Oh really? And who might this person be? None other than Leonard, her old boyfriend from years back, several years before she'd known me, in fact. Way back then she and Leonard had first grown close during trade union functions, and this had blossomed into romance and an eventual moving-in together that had ended only because a previous girlfriend of his, one Louise, had become pregnant, apparently by Leonard, shortly before their break-up. Ever the decent fellow, Leonard determined, at no small cost to his personal happiness, to do the right thing, since his ex was determined to have the baby.

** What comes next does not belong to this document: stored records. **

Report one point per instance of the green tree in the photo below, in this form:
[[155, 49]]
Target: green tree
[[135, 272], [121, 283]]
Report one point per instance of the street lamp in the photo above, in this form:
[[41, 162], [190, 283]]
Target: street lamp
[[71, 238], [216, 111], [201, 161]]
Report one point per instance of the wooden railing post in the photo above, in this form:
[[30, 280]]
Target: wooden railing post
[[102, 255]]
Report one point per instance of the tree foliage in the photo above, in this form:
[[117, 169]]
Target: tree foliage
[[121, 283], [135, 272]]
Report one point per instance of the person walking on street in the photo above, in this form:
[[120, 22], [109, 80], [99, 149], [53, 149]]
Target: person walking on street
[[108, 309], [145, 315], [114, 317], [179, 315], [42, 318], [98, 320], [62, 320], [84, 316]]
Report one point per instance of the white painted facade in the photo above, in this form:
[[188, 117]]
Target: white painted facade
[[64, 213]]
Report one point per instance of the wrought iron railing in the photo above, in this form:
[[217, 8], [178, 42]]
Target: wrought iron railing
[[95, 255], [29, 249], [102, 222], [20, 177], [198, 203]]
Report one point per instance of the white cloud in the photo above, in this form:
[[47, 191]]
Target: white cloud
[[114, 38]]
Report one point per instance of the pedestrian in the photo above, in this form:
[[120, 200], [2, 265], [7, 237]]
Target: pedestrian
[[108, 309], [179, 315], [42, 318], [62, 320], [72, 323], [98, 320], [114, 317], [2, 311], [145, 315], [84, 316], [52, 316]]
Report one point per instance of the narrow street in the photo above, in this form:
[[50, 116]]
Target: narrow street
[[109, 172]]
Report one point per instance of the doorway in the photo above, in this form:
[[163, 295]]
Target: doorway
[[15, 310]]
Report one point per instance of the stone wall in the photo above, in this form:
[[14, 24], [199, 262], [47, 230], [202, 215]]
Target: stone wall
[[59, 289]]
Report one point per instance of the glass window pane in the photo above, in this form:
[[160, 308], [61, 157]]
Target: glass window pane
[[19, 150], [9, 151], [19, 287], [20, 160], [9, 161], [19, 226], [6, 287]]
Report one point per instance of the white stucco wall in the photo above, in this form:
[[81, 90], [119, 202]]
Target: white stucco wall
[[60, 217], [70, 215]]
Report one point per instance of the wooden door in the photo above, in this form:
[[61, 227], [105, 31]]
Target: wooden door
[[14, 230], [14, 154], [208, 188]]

Still with me? There's more to this story, but for now fade to black on the star-crossed trade unionist lovers, skip over the twenty-odd years of marriage to me and the two daughters, and fade in to a renewal of the friendship/romance with Leonard, again at union functions but now conveniently away from home, since we moved from the big city many years back, the better to raise our children.
A wife who is lonely and depressed and feels abandoned. An old boyfriend who is now free and who lends a sympathetic ear and tells her he's never stopped caring for her. The inevitable starts to happen. And so over the dishes one evening Kelly and I come to an arrangement.
I tell her I don't mind if she starts up something with faithful old Len as long as our family life remains stable and our daughters are not upset. She agrees, since her first priority is also our children and she has no intention, for the present, of leaving me to move back to the city, Len or no Len. She'll go visit him every six weeks or so. A few years down the line, once our daughters are young adults, maybe something more permanent with Len could be arranged. Divorce for us? At this point, who knew? We never got that far in our discussion. For now, the die is cast.
A sense of relief, of impending freedom ensues. For both of us. Freedom from a marriage that has been slowly suffocating us for years. The wife is in love with an old flame who feels the same way about her. Maybe now I'm free to look elsewhere myself, catch up on all I've missed in my younger days. Everybody's happy, right?
But then what happens? A union convention is upcoming. Kelly books an extra two days off work, for a total of four. And thence begins the longest, most miserable weekend of my life. For within twenty four hours of our 'arrangement' it dawns on me what I've agreed to. I've given my wife the green light to sleep with another man. And not just any other man, but someone she's had feelings for, of one kind or another, for a very long time.
Why should that bother me, if I no longer love her, if I've never been deeply in love with her at all? Is some kind of primitive territorial imperative kicking in here? "It's all over between us, isn't it?" she'd commented that evening over the dishes. And though that gave me a pang, I'd agreed.